Ont-ils agi ain­si parce qu’ils ne pou­vaient agir autrement ? Une con­clu­sion absol­u­ment claire à ce sujet ne peut être déduite. Nous avons cité les pos­si­bil­ités d’autres solu­tions. Mais s’il fal­lait con­clure à l’inéluctabil­ité de leur recul, il faudrait en général pos­er la ques­tion, si dans n’im­porte quel coin du monde l’a­n­ar­chisme est applic­a­ble : en effet, en Espagne étaient réu­nies les meilleures con­di­tions de développe­ment de ce mouvement.

D’autre part, il faudrait con­clure à ce que les dirigeants anar­chistes ont sim­ple­ment util­isé la doc­trine comme un slo­gan, quitte à l’a­ban­don­ner dès qu’ils entre­virent la pos­si­bil­ité d’une par­tic­i­pa­tion à la hiérar­chie sociale, un nou­veau prob­lème se poserait. Le 4 août 1914 mar­que le reniement social­iste ; mars 1921, par le mas­sacre de Cron­stadt, peut pra­tique­ment être con­sid­éré comme l’époque ini­tiale du reniement com­mu­niste, entrant dans les voies de la N.E.P. pour débouch­er dans le nation­al­isme russe ; sep­tem­bre 1936, avec la dis­so­lu­tion du Comité des Mil­ices, sym­bol­ise le renon­ce­ment anar­chiste. Des analo­gies exis­tent entre ces reniements : ils se pro­duisent lorsque les mou­ve­ments con­sid­érés acquièrent une grande exten­sion ; ce développe­ment entraîne la sépa­ra­tion d’une caste supérieure ; celle-ci renie la doc­trine pour retourn­er dans les sen­tiers bat­tus de l’hu­man­ité. Pour l’a­n­ar­chisme, ce phénomène appa­raît très net­te­ment ; c’est après un suc­cès impor­tant qu’il se pro­duit ; la doc­trine anar­chiste a con­nu une série de réal­i­sa­tions par­tielles : l’arrêt du soulève­ment fas­ciste, la résis­tance des mil­ices, la mise en route des usines occupées. Ce n’est pas la vie qui a mis en échec ces réal­i­sa­tions, c’est le renon­ce­ment des dirigeants anar­chistes eux-mêmes.

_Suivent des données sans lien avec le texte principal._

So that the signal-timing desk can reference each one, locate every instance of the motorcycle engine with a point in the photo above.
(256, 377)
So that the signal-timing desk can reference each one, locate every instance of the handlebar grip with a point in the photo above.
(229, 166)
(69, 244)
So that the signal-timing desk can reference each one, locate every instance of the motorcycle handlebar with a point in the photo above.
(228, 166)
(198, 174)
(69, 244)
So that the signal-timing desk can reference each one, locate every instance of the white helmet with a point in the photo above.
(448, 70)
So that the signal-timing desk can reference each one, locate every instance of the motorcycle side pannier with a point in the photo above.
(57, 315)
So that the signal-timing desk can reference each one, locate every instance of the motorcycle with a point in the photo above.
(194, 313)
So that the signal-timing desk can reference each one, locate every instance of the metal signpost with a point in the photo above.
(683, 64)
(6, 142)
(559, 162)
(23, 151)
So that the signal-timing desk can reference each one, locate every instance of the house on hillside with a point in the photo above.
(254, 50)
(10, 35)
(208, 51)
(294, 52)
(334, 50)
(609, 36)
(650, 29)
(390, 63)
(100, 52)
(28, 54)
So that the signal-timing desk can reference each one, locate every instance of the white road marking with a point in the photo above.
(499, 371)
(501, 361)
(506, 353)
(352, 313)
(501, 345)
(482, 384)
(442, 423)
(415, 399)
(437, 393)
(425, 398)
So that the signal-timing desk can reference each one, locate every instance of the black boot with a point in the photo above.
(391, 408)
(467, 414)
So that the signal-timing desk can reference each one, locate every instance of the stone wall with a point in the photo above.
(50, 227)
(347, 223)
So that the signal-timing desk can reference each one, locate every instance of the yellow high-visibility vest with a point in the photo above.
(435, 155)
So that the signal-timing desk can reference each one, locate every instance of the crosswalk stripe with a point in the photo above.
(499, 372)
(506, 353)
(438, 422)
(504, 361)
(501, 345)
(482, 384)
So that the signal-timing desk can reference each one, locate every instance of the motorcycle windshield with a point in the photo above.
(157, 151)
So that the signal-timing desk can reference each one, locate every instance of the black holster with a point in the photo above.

Il faut donc pour le mou­ve­ment ouvri­er trou­ver une forme d’ex­pres­sion autre que la protes­ta­tion anar­chiste ; en effet, celle-ci, nour­rie en grande par­tie par la haine de la com­bine politi­ci­enne, s’est révélée empoi­son­née presque dès le début par celle-ci.

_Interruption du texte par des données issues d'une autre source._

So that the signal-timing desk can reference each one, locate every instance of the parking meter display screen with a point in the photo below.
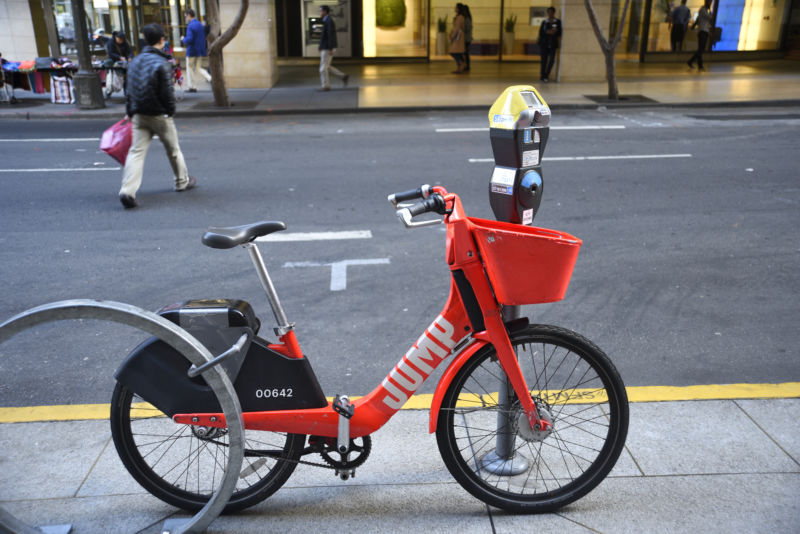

Toute la ques­tion est de savoir s’il n’y a pas là une fatal­ité his­torique, si toute forme de mou­ve­ment ouvri­er — et de mou­ve­ment humain — a peine grandie, com­mence à pour­rir ; la marche en avant du pro­lé­tari­at (actuelle­ment avant-garde de l’hu­man­ité) n’est-elle pas con­damnée à suiv­re une courbe sin­ueuse d’a­vance­ment et de recul sans jamais arriv­er au « par­adis » ? Ou bien dans la péri­ode his­torique­ment très brève de vie du pro­lé­tari­at indus­triel les trois reniements ne sont-ils que des épisodes ? Peut-être cette classe absol­u­ment nou­velle fini­ra-t-elle par trou­ver le type d’or­gan­i­sa­tion où l’élite ne se sépar­erait pas de la masse (des syn­di­cats, per­fec­tion­nés sans bureaucratie) ?

La recherche de ce type d’or­gan­i­sa­tion s’im­pose, qu’il s’agisse sim­ple­ment de frein­er la dégénéres­cence des organ­i­sa­tions ouvrières ou d’empêcher défini­tive­ment cette dégénérescence.